Writer/director Carruth's debut film might be the world's first thinking-man's time travel movie, beautifully shot for an absurdly low $7,500. Winner of the 2004 Sundance Grand Jury Prize, the plot revolves around two engineers, Aaron (Carruth) and Abe (Sullivan), who, while trying to develop a patentable invention, accidentally construct a box that allows them to move backwards through time. Carruth piles on the technical jargon, which will either hopelessly confuse viewers or make them love the director for respecting their intelligence. (No character ever whines, "Tell it to me in English, Doc!") At its core, Carruth's film is a meditation on trust, obsession, power, and the chaos surrounding innovation, combined with a nonlinear storyline that should inspire more repeated viewings than "Donnie Darko."

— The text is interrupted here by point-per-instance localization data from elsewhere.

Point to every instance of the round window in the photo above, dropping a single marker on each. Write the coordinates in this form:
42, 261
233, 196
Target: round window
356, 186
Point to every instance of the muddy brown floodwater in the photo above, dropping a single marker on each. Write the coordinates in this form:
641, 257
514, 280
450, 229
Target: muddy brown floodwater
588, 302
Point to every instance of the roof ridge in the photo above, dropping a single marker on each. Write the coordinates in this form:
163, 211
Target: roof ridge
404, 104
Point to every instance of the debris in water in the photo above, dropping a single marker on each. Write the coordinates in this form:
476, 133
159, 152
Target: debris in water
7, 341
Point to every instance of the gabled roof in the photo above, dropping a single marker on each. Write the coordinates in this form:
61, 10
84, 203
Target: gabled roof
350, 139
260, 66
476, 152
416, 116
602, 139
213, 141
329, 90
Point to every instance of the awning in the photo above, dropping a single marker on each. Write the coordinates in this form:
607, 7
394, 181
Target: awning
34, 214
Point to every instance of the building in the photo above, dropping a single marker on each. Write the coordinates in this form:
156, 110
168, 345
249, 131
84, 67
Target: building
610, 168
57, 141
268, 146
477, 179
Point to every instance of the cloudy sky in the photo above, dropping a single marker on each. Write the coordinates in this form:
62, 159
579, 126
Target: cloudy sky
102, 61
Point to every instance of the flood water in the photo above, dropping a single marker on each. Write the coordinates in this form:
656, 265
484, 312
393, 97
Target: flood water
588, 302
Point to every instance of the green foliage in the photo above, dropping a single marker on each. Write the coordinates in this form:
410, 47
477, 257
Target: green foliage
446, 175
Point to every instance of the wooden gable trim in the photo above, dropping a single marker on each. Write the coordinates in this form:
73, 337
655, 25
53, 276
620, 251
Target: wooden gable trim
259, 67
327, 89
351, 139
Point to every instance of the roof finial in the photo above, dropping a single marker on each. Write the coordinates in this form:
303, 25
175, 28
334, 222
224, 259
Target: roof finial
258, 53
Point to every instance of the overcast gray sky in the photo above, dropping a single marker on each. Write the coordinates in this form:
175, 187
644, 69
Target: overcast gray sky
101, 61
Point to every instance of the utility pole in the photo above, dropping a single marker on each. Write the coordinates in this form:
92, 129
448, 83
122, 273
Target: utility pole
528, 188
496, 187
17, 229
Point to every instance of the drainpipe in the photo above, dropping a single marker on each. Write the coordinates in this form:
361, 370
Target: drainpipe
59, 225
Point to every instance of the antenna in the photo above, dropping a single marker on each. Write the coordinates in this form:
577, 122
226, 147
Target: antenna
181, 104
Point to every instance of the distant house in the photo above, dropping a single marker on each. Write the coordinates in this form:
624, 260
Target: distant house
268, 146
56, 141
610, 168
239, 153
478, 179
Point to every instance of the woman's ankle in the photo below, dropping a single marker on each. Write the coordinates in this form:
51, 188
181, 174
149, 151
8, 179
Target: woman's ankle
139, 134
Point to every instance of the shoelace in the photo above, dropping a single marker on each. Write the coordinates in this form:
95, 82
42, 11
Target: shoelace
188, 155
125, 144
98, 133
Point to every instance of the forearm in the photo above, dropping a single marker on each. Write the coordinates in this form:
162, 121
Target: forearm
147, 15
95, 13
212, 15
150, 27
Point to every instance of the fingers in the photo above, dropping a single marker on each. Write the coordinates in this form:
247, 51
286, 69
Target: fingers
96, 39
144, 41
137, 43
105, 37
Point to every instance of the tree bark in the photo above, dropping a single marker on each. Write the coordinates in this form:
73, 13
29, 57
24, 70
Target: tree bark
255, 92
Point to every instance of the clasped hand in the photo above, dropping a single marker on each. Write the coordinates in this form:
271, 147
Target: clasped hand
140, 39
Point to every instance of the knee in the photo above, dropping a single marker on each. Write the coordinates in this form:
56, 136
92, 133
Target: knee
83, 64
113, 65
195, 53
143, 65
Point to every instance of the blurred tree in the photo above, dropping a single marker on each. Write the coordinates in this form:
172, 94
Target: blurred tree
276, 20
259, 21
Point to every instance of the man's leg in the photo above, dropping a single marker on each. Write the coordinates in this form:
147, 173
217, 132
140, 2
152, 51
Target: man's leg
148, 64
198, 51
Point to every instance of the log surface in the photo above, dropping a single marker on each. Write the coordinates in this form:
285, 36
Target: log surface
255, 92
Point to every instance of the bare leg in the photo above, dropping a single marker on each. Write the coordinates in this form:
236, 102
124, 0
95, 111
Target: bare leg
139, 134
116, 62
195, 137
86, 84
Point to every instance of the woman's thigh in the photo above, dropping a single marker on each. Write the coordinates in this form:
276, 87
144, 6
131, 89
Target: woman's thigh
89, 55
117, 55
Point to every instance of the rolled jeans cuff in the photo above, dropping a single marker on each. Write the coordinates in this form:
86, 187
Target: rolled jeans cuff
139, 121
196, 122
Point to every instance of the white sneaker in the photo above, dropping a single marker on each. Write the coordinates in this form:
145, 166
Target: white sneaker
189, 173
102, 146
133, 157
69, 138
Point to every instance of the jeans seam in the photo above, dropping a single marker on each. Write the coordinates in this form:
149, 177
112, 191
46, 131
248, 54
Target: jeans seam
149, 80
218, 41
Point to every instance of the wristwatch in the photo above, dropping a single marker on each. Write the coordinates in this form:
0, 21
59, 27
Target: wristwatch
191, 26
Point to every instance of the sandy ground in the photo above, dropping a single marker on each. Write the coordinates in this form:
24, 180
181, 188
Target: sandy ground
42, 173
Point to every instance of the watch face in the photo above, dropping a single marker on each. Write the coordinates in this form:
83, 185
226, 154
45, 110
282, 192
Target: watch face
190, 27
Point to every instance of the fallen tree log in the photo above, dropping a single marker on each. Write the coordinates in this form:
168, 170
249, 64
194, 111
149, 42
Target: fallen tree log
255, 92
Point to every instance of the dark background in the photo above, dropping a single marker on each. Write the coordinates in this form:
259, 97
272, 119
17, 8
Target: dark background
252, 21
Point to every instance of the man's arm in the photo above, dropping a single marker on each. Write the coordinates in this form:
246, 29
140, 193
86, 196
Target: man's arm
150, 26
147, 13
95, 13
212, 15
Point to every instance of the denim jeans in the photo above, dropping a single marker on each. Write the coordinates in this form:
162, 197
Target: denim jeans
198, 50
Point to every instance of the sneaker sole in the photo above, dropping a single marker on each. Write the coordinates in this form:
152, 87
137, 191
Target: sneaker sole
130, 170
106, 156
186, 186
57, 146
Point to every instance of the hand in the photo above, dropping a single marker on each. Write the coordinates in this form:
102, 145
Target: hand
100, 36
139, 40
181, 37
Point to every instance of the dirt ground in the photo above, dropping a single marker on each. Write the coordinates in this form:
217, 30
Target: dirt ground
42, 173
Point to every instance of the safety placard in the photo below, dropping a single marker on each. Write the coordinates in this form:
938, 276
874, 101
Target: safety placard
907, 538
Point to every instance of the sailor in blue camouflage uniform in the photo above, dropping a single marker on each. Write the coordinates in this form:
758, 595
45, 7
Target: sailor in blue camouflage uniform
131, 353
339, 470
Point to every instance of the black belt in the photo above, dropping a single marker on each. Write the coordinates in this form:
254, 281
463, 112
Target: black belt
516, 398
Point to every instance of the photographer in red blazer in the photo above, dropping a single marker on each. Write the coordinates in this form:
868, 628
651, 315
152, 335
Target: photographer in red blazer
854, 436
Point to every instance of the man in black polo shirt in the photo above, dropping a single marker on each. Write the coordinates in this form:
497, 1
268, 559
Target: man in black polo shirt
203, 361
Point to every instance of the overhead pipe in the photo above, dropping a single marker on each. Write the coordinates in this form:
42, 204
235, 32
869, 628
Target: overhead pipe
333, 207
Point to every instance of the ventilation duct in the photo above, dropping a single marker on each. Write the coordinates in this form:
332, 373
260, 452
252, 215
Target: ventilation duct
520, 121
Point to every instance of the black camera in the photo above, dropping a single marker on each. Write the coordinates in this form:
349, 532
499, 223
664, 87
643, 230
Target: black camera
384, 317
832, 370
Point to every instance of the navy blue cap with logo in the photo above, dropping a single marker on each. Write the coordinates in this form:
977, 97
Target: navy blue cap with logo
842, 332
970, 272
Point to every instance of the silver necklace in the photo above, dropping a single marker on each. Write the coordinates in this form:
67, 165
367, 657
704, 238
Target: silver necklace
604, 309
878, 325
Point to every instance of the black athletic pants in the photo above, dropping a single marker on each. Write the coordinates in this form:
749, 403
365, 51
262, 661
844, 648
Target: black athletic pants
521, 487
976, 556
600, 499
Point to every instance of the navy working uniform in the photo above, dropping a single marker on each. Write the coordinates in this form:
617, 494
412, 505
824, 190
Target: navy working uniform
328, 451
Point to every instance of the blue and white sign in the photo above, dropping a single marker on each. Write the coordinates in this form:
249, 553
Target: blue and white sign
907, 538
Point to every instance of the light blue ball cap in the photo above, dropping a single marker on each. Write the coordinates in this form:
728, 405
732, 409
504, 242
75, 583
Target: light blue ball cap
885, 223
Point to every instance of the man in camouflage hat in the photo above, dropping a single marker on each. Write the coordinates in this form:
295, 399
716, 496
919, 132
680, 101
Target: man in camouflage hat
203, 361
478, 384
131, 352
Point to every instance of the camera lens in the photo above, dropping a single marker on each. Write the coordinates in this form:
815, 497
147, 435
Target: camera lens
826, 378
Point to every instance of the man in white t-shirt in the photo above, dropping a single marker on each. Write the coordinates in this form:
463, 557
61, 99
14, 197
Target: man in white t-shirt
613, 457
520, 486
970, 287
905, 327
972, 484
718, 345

Maybe Needs Repeat Viewing? KHL at 2008-04-15 16:37:05
I wasn't thrilled about this, and even my hubby, who is a fan of movies like Memento and time travel type plots, did not think it was good either. Maybe it's just because I get lost easily with nonlinear storylines, but I generally didn't really dig this. Plus I could hardly understand what they were talking about for the first half hour, and the whole Robert Altman-style overlapping dialogue just annoyed me.
Best cheap movie ever CoolerKing at 2008-04-04 11:36:23
Forget El Mariachi. Primer wins the crown for my favorite movie made for under $8000 bucks. Yeah, it's confusing, but it's also rewarding, inventive, and bad-***. Not for the slow-witted.